2.1.5 Vestas V47 Turbines

As mentioned in Section 2.1.2, all optislip turbines were modelled by the standard PSS/E model for wound rotor induction generators with variable resistance control, except for Vestas V47 turbines for which a manufacturer model was made available. In total 23 such turbines were operational during the time of the fault, distributed among 6 nodes. For more information on the details of the model, the reader should refer to the model datasheet.

2.1.6 Vestas V90 Turbines with FRT

Doubly fed induction generator based wind turbines are very sensitive to grid disturbances because of using small converters and thus can only survive small voltage dips. For this reason, the ride through ability is added to newer DFIG turbines so that they don’t disconnect until the fault is cleared. A widely utilized FRT system is the use of crowbars. Since the DFIG converter was designed to handle only a part of the total power, during disturbances, its apparent power capability is not sufficient to feed the power out to the grid thus low ohmic resistors (crowbars) are connected in order to drain energy from the system see Thiringer [5].

The FRT capability has become a must for many grid owners, who sometimes provide a low voltage curve that the wind generator is required to withstand, an example of this can be seen in Figure 10, see Tsourakis [6]. Royal Institute of Technology (KTH)
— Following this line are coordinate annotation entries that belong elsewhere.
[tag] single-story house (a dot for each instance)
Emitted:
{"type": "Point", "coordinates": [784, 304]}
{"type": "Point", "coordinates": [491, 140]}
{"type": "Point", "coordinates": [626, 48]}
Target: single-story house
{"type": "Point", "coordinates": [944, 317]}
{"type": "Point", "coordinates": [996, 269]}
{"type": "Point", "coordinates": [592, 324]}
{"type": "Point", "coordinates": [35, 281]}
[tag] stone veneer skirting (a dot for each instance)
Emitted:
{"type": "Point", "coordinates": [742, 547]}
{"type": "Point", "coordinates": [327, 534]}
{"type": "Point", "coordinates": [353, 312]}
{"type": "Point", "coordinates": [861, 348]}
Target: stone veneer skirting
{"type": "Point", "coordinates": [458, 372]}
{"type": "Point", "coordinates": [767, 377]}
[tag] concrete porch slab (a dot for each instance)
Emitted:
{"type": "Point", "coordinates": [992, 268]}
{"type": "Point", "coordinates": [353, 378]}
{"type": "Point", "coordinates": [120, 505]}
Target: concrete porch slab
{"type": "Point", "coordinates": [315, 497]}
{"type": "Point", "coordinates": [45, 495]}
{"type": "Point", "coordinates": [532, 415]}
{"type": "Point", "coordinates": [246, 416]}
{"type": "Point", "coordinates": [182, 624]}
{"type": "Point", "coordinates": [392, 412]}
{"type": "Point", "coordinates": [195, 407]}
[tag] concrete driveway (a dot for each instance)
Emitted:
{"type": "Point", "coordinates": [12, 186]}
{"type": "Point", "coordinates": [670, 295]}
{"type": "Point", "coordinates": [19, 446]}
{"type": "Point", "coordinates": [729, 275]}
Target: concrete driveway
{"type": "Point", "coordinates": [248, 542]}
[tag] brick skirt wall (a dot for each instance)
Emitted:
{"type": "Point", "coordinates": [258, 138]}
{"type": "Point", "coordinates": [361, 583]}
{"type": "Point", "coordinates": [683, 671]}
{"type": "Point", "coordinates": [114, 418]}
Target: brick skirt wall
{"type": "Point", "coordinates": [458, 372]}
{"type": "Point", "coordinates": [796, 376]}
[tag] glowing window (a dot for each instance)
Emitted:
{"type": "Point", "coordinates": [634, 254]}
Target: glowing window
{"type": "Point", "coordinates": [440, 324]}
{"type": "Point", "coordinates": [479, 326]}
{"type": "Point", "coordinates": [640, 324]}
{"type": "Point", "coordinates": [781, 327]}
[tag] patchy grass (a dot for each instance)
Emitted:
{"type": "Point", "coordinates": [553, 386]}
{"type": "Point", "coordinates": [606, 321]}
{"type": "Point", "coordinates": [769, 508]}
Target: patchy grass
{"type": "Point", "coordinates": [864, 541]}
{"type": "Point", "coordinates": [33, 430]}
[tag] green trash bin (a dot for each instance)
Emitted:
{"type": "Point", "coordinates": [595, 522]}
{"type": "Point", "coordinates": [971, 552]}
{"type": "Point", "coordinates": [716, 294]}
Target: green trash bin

Figure 10: Grid Code Curve

The standard PSS/E DFIG model does not include this fault ride through capability. For that reason the V90 manufacturer model was used for those V90 turbines in the network that are equipped with FRT.

For more information on the details of the specific model provided by Vestas, the reader should refer to the VestasV90 model datasheet.

2.1.7 Kenersys Turbine

The kenersys turbine is based on the full converter technology and has the FRT capability. There is only one 2.5 MW kenersys turbine connected in the Gotland network, at Näs2. For details on the operation of the model, the reader is referred to the model datasheet.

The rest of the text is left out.